Why AOI. Features one should look while considering AOI | 10 August, 2004

RS,

It seems you've been doing your homework. However, the real question is what do you need to do with AOI?

1) What is your minimum cycle time? This would help you to determine the speed you need and whether "scan on the fly" is warranted. Also, a scanning type system will have a difficult time providing high resolution as well as high throughput.

2) What is your maximum PCB size? In otherwords, why spend the money on a system with a large inspection area, if your largest assembly will never be greater than 10" x 12"?

3) What are the smallest components you plan to inspect? If your company has no plans to using 0201s, then why spend the money for AOI that will reliably inspect 0201s?

4) Are you using J-leaded parts? AOI with side mounted cameras are nice, but more cameras can lead to more variation in inspection results (false call and escapes) and more programming, as well as add to the cost. Of course, a single, downward-looking camera system will not be able to inspect a j-lead solder fillet, but with flexible lighting and sound algorithms, even slightly lifted gull-wing leads and lifted/tipped discreets can be caught with single, downward looking camera.
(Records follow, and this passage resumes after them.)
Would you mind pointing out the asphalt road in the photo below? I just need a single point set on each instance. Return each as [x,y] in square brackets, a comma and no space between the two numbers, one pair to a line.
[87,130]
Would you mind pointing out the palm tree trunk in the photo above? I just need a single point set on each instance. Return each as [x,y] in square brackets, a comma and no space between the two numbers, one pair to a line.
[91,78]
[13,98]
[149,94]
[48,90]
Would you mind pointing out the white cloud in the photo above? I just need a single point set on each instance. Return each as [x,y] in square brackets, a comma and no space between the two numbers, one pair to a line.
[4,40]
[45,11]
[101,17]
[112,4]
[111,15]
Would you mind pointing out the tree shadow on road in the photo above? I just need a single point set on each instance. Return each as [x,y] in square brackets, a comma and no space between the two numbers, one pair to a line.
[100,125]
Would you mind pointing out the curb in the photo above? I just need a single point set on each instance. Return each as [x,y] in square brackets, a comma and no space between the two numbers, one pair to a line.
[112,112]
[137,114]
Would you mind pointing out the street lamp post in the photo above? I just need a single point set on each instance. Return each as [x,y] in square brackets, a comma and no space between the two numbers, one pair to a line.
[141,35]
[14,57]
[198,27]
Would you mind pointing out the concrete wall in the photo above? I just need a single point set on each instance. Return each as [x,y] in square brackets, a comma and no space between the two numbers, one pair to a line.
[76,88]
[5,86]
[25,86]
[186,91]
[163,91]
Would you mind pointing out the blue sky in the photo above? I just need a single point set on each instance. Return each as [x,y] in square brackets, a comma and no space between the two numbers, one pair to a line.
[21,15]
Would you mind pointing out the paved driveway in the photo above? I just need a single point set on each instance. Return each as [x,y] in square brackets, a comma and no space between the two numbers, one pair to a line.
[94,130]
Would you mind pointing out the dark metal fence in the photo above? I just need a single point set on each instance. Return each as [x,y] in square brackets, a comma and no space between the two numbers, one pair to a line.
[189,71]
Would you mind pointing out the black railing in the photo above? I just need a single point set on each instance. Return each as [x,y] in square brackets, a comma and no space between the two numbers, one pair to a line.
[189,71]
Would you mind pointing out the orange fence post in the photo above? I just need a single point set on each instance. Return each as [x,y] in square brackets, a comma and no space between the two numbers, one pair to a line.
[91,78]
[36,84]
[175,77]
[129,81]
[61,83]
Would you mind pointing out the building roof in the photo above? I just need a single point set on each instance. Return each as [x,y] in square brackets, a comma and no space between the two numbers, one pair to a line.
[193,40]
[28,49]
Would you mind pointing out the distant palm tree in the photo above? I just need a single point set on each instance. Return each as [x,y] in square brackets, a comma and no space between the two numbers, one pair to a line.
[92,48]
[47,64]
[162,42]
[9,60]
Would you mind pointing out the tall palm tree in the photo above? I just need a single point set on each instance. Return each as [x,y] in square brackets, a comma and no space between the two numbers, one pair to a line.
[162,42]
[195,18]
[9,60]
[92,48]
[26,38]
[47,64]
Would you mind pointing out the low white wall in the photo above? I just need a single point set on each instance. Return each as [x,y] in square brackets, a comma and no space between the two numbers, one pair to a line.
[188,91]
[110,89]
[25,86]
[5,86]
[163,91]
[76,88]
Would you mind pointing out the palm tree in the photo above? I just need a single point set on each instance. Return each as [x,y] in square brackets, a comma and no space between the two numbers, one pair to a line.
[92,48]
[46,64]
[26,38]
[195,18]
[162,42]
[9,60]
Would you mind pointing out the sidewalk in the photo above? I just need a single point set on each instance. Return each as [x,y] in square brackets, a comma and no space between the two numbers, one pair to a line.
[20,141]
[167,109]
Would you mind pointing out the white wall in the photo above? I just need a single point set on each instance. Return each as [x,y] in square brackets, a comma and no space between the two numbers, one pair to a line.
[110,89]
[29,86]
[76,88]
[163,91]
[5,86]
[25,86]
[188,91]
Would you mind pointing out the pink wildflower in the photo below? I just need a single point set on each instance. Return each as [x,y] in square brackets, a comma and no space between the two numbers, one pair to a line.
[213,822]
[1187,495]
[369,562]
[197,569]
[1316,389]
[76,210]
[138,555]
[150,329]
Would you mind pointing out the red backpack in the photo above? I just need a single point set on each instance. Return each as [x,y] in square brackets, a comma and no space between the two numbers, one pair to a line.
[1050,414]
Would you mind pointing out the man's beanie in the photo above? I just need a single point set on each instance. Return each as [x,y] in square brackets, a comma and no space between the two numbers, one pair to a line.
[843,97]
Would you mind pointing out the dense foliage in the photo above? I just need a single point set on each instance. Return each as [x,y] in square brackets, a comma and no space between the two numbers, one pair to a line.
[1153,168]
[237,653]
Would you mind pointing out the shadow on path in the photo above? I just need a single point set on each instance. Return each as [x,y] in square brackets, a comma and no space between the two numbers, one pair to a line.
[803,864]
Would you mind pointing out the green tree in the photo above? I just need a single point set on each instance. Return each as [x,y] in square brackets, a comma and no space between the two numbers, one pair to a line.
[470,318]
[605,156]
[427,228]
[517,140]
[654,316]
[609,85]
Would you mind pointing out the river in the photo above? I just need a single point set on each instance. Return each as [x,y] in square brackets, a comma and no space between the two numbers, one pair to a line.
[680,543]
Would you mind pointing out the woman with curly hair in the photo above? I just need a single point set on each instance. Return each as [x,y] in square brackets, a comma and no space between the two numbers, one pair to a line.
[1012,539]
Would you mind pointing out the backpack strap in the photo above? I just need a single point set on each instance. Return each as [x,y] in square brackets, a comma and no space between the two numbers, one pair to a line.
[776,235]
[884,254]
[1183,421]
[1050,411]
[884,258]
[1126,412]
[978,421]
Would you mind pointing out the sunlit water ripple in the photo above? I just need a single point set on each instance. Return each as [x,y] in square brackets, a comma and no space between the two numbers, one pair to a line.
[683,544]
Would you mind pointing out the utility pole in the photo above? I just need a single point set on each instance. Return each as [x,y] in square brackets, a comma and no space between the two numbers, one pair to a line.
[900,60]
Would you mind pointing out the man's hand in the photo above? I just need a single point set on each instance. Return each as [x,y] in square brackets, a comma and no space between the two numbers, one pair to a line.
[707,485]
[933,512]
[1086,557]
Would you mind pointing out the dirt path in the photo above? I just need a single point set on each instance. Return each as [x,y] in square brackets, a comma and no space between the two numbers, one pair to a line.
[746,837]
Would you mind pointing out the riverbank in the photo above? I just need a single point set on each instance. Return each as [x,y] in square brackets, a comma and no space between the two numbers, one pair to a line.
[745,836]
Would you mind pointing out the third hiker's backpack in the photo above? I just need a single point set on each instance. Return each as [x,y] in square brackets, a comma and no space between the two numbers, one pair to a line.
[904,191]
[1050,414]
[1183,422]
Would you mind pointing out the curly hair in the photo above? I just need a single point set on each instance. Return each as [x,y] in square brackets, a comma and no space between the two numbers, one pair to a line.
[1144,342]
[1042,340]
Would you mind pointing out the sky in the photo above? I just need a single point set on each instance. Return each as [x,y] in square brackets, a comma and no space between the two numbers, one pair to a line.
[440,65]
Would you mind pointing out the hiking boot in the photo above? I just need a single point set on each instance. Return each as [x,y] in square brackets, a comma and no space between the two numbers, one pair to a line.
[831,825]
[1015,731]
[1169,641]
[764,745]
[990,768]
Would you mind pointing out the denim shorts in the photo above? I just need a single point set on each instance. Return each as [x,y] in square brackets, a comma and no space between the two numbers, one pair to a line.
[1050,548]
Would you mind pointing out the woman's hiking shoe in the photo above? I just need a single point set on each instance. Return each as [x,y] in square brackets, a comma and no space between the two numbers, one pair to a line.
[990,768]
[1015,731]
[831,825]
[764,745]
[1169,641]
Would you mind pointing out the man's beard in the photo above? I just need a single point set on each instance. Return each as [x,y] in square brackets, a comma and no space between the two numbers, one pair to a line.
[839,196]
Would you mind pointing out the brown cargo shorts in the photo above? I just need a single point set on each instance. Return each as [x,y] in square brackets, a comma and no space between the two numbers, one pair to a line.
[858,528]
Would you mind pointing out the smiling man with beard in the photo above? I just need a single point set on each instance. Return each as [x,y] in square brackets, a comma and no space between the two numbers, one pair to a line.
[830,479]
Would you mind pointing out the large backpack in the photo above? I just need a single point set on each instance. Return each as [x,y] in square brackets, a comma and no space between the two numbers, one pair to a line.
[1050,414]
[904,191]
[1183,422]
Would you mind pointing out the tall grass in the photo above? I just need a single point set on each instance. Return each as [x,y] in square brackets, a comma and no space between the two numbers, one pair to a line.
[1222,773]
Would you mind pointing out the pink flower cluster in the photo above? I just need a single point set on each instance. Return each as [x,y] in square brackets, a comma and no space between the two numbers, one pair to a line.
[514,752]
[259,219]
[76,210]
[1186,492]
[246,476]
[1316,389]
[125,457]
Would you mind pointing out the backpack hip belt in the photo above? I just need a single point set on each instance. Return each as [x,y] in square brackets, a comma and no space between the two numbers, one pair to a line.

5) Are you building mixed technology (SMT and Thru hole) assemblies? Will you want to be able to read color codes on axial resistors? If so, color inspection will be important.

6) Do you need to have the system in-line? Off-line AOI systems can be found starting at $50K. High-speed systems that can be used both in-line and off-line start at ~$90K.

7) How much progamming time can you afford? Of course, many AOI companies tout the ability to use all types of CAD and Gerber data, but in most cases it's not without some editing. There are some AOI systems that use the same data you need to provide to your SMT mounting machines and nothing more. That can save a lot of extra programming work.

Of course, you may need a large format, high-speed, high-resolution multi-camera AOI system. Then again, there's no reason to use a $200K+ AOI "shotgun" to kill a "fly" of an inspection problem.

I would suggest putting togther a list of your requirements and sharing it with AOI vendors. It shouldn't take you long to weed through the 50+ options on the market and come up with a short list of equipment that will suit your needs.